Latino population distribution in 2000. The population has grown since then. (Wikipedia image)
The decline in Latino support for Republican candidates has some in the party worried. With demographic trends showing an increasingly diverse country, any party that fails to appeal to minorities is going to have trouble winning elections.
For the GOP, Florida is the state that most concerns party leaders. As Rep. Mario Diaz-Balart told CBS News, “We have a very, very serious problem.” According to CBS News, Florida exit polls showed McCain sinking 14 points among Florida Latinos, from President Bush’s results in 2004. Bush won Florida Latinos and the state itself; McCain lost both.
Another troubling state is New Mexico, which is almost half Latino. Obama won that state this year too, along with Colorado and Nevada. Republicans lost ground among Latinos in all three states, and the Latino population grew. Writing in the Sacramento Bee, political analyst Tony Quinn notes that Republicans lost New Mexico’s Senate and congressional races as well: “For the first time in four decades, there are no New Mexico Republicans in Congress.”
Quinn points to Latinos’ social conservativism as one way for the GOP to regain their votes. He also says that exorcizing nativism would help, and columnist Ruben Navarrette says that Latinos have “had their fill of ugliness, racism, hypocrisy and falsehoods spread by opportunistic politicians offering nothing more than simplistic solutions and overheated rhetoric.”

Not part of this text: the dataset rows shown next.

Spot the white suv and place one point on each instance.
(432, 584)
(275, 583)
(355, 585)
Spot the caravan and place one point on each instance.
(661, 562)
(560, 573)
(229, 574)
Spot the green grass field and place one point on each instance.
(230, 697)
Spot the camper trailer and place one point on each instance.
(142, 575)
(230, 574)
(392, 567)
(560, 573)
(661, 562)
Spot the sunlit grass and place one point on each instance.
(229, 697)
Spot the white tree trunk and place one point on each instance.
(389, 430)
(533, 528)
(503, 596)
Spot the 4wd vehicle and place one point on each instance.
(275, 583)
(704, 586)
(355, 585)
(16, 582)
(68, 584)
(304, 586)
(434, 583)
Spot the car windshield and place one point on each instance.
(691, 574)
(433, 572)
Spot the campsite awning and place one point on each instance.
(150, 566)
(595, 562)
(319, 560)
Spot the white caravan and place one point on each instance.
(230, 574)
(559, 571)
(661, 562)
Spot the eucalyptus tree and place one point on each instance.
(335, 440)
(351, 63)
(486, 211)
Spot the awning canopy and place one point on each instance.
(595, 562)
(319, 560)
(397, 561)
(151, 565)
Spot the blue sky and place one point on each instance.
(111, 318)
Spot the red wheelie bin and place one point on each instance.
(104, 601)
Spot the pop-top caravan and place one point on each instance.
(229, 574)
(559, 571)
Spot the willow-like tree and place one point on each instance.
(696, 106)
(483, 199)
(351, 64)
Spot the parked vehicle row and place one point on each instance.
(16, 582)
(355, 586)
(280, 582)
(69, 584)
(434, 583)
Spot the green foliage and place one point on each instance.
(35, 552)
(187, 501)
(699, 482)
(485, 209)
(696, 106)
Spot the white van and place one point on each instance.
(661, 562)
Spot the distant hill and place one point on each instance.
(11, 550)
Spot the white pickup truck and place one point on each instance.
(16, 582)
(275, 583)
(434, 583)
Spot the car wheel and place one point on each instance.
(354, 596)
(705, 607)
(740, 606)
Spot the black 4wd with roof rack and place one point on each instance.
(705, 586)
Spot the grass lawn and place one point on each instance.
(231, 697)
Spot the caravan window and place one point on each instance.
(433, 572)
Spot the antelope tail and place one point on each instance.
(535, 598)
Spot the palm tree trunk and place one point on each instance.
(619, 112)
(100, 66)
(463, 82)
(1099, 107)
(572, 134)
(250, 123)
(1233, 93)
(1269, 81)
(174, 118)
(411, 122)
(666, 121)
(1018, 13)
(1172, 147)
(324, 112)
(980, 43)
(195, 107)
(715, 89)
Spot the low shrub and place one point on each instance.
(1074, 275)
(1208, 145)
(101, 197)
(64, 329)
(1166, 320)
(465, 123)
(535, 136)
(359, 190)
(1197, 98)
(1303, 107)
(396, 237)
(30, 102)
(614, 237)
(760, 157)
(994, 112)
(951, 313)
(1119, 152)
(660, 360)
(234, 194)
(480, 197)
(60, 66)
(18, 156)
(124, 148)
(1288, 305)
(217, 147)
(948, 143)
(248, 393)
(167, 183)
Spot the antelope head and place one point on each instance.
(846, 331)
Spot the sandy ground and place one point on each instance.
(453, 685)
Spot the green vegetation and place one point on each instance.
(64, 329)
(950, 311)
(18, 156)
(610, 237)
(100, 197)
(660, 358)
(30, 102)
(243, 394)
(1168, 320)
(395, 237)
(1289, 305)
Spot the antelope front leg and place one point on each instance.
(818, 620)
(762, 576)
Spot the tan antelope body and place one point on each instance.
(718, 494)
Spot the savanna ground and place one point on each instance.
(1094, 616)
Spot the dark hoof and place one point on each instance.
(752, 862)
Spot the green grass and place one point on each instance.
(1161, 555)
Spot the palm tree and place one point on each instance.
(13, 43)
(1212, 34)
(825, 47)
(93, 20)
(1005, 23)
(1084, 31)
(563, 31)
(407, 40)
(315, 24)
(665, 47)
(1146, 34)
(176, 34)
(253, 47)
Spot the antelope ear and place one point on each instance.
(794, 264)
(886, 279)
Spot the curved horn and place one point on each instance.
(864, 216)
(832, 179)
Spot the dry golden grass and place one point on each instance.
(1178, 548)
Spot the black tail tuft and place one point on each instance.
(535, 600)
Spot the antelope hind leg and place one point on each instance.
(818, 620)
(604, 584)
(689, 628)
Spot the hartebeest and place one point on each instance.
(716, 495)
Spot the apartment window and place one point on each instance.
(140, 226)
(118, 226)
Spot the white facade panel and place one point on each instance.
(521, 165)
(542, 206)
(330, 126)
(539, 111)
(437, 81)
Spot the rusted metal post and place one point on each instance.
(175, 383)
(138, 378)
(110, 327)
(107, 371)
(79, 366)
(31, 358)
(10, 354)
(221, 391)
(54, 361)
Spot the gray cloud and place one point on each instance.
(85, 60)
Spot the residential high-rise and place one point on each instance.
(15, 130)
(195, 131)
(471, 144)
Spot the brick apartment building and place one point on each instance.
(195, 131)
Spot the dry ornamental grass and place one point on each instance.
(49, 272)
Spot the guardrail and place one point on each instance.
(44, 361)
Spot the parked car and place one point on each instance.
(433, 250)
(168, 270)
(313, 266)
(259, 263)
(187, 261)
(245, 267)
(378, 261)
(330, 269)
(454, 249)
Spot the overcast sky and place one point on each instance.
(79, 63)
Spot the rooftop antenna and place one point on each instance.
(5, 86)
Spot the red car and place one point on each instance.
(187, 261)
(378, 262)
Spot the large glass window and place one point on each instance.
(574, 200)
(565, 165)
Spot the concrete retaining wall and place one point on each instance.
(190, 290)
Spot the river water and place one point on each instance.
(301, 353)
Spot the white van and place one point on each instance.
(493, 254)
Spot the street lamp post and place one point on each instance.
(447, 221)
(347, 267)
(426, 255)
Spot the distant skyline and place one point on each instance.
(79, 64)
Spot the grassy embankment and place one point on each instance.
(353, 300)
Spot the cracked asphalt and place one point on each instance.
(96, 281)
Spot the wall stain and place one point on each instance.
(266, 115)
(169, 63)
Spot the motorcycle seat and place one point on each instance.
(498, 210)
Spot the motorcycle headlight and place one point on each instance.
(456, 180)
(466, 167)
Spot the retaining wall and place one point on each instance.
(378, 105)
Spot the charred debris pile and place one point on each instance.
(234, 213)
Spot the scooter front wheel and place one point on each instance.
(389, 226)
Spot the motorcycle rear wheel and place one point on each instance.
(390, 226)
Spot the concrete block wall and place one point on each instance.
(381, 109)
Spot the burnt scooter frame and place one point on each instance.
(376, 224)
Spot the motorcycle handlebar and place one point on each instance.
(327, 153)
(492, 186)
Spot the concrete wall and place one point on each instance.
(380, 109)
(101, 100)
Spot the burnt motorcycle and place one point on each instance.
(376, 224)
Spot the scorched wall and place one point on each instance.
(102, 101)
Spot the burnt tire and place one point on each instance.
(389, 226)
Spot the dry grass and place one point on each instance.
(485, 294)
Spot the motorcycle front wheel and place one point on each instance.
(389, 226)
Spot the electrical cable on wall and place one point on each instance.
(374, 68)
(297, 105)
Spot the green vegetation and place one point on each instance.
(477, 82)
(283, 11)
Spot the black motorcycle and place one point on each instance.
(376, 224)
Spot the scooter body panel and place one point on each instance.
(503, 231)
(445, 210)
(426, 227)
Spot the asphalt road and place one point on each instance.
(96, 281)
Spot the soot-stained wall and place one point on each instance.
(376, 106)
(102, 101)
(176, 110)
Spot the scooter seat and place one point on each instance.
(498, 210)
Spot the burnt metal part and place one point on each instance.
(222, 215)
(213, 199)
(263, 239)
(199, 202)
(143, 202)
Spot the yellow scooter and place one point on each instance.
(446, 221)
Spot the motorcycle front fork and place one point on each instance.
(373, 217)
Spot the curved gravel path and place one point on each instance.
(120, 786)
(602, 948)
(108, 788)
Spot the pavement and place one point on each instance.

In The Politico, Robert E. Lang, co-director of the Metropolitan Institute at Virginia Tech, says the GOP’s problem isn’t just Latino– it is a broad, sweeping trend toward more diversity and increasing urbanism, to which Republicans need to adjust, or they will perish. From Lang’s piece:
Republicans must adjust to the demographic shifts sweeping America or risk being politically marginalized. Most significantly, the party needs to recognize that there are simply not enough rural white voters to balance the growing number of minority voters and cosmopolitan whites living in big metro areas. If Republicans think 2008 went badly, try running the same kind of small-town-flavored campaign in 2020. At that point, the vastly expanded and racially diverse metro areas in Texas and Georgia could tip those once reliably red states to the Democrats.